Iron (III) oxide (Fe 2 O 3 ) is a reddish brown, inorganic compound which is paramagnetic in nature and also one of the three main oxides of iron, while other two being FeO and Fe 3 O 4 . The Fe 3 O 4 , which also occurs naturally as the mineral magnetite, is also superparamagnetic in nature. Due to their ultrafine size, magnetic properties, and biocompatibility, superparamagnetic iron oxide nanoparticles (SPION) have emerged as promising candidates for various biomedical applications, such as enhanced resolution contrast agents for MRI, targeted drug delivery and imaging, hyperthermia, gene therapy, stem cell tracking, molecular/cellular tracking, magnetic separation technologies (e.g., rapid DNA sequencing) early detection of inflammatory, cancer, diabetes, and atherosclerosis. [11],[12],[13],[14],[15],[16],[17],[18],[19],[20] All these biomedical applications require that the nanoparticles have high magnetization values so as to provide high-resolution MR images. In general, the superparamagnetic nanoparticles resemble excellent imaging probes to be used as MRI contrast agents since the MR signal intensity is significantly modulated without any compromise in its in vivo stability. [21] Basically, all contrast agents induce a decrease in the T1 and T2 relaxation times of surrounding water protons and thereby manipulate the signal intensity of the imaged tissue. [22]

Converging advances in the understanding of the molecular biology of various diseases recommended the need of homogeneous and targeted imaging probes along with a narrow size distribution in between 10 and 250 nm in diameter. Developing magnetic nanoparticles in this diameter range is a complex process and various chemical routes for their synthesis have been proposed. These methods include microemulsions, sol−gel syntheses, sonochemical reactions, hydrothermal reactions, hydrolysis and thermolysis of precursors, flow injection syntheses, and electrospray syntheses. [23],[24],[25],[26],[27],[28],[29] However, the most common method for the production of magnetite nanoparticles is the chemical coprecipitation technique of iron salts. [30],[31],[32],[33],[34] The main advantage of the coprecipitation process is that a large amount of nanoparticles can be synthesized but with limited control on size distribution.
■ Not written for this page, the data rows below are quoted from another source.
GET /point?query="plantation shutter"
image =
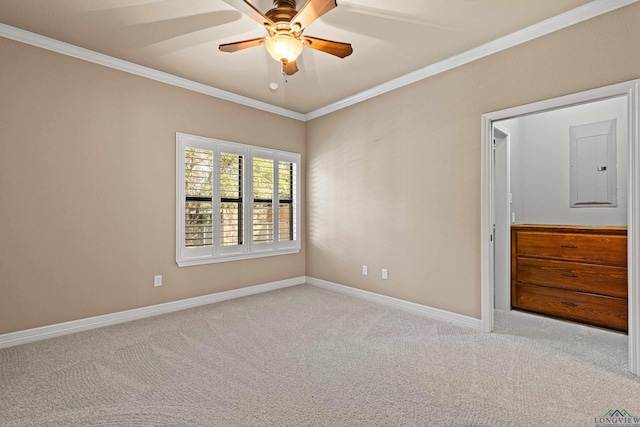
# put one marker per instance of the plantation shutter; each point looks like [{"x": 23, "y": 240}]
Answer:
[
  {"x": 262, "y": 200},
  {"x": 198, "y": 225},
  {"x": 231, "y": 199},
  {"x": 286, "y": 196}
]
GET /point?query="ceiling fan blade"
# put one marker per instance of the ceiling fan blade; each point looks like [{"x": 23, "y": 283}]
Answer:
[
  {"x": 250, "y": 10},
  {"x": 290, "y": 68},
  {"x": 245, "y": 44},
  {"x": 312, "y": 10},
  {"x": 338, "y": 49}
]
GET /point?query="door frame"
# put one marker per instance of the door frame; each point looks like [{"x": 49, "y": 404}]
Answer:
[
  {"x": 631, "y": 90},
  {"x": 504, "y": 276}
]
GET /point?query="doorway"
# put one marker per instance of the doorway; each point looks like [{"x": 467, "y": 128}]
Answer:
[{"x": 492, "y": 202}]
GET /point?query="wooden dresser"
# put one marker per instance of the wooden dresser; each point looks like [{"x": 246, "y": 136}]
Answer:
[{"x": 571, "y": 272}]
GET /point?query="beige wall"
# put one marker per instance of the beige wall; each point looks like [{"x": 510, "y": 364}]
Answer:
[
  {"x": 394, "y": 182},
  {"x": 87, "y": 188}
]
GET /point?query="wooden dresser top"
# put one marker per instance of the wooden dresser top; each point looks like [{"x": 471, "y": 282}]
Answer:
[{"x": 586, "y": 229}]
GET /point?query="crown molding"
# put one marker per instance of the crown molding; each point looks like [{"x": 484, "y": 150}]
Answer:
[
  {"x": 74, "y": 51},
  {"x": 548, "y": 26},
  {"x": 583, "y": 13}
]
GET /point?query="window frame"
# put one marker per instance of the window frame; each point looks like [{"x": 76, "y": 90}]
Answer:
[{"x": 248, "y": 249}]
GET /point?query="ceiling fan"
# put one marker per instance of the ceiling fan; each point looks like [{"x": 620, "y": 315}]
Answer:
[{"x": 285, "y": 25}]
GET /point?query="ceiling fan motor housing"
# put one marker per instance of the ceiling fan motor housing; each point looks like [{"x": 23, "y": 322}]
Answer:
[{"x": 283, "y": 11}]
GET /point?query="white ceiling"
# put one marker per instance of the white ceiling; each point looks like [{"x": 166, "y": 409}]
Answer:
[{"x": 390, "y": 39}]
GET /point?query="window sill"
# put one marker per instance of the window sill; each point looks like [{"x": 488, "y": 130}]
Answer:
[{"x": 234, "y": 257}]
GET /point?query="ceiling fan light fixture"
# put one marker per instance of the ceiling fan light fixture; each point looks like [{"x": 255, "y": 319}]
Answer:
[{"x": 284, "y": 47}]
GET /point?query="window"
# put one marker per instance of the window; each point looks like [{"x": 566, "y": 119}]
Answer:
[{"x": 234, "y": 201}]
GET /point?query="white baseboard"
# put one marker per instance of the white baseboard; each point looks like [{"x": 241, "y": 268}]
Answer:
[
  {"x": 59, "y": 329},
  {"x": 424, "y": 310}
]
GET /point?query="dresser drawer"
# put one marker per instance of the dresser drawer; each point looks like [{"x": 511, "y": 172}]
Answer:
[
  {"x": 590, "y": 278},
  {"x": 608, "y": 312},
  {"x": 606, "y": 249}
]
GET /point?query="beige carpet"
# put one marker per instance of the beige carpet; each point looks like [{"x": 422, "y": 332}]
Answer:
[{"x": 305, "y": 356}]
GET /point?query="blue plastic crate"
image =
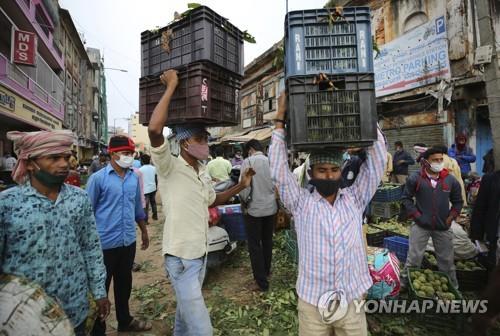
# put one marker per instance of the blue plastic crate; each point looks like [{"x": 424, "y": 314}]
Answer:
[
  {"x": 314, "y": 44},
  {"x": 233, "y": 222},
  {"x": 398, "y": 245},
  {"x": 346, "y": 116}
]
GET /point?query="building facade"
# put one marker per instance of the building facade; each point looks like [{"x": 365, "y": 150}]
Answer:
[
  {"x": 139, "y": 134},
  {"x": 429, "y": 84},
  {"x": 80, "y": 87},
  {"x": 31, "y": 68},
  {"x": 99, "y": 107}
]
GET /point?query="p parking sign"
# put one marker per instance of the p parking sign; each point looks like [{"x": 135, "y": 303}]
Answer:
[{"x": 440, "y": 25}]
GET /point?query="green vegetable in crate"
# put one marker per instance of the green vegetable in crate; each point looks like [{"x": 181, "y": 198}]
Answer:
[
  {"x": 372, "y": 229},
  {"x": 421, "y": 293},
  {"x": 468, "y": 266},
  {"x": 394, "y": 226}
]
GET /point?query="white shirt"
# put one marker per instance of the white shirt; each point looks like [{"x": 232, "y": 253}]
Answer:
[
  {"x": 148, "y": 174},
  {"x": 186, "y": 196}
]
This is mainly due to that the kinetic factors are controlling the growth of the crystal. Thus the particulate magnetic contrast agents synthesized using these methods include ultrasmall particles of iron oxide (USPIO) (10-40 nm), small particles of iron oxide (SPIO) (60-150 nm). Besides, monocrystalline USPIOs are also called as monocrystalline iron oxide nanoparticles (MIONs), whereas MIONs when cross-linked with dextran they are called crosslinked iron oxide nanoparticles CLIO (10-30 nm). [35],[36],[37] The modification of the dextran coating by carboxylation leads to a shorter clearance half-life in blood. [38] Hence, ferumoxytol (AMAG Pharmaceuticals), a carboxyalkylated polysaccharide coated iron oxide nanoparticle, is already described as a good first-pass contrast agent but uptake by macrophages is unspecific and too fast to enhance the uptake in macrophage-rich plaques.

In order to improve the cellular uptake, these particles can be modified with a peculiar surface coating so that they can be easily conjugated to drugs, proteins, enzymes, antibodies, or nucleotides and can be directed to an organ, tissue, or tumor [Figure 1]. [7],[39] While traditional contrast agents distribute rather nonspecifically, targeted molecular imaging probes based on iron oxide nanoparticles have been developed that specifically target body tissue or cells. [7],[40] For instance, Conroy and coworkers developed (chlorotoxin (CTX)) a biocompatible iron oxide nanoprobe coated with poly(ethylene glycol) (PEG), which is capable of specifically targeting glioma tumors via the surface-bound targeting peptide. [41] Further, MRI studies showed the preferential accumulation of the nanoprobe within gliomas. In another study, Apopa et al. engineered iron oxide nanoparticles that can induce an increase in cell permeability through the production of reactive oxygen species (ROS) and the stabilization of microtubules. [42] These are the few applications of iron oxide nanoparticles in biomedical imaging.
Figure 1 :Schematic diagram representing the fucntionalization of magnetic nanoparticles with bioresponsive peptide, PEG linker, chemotherapeutic agent, antibody, and cell-penetrating peptide.[11]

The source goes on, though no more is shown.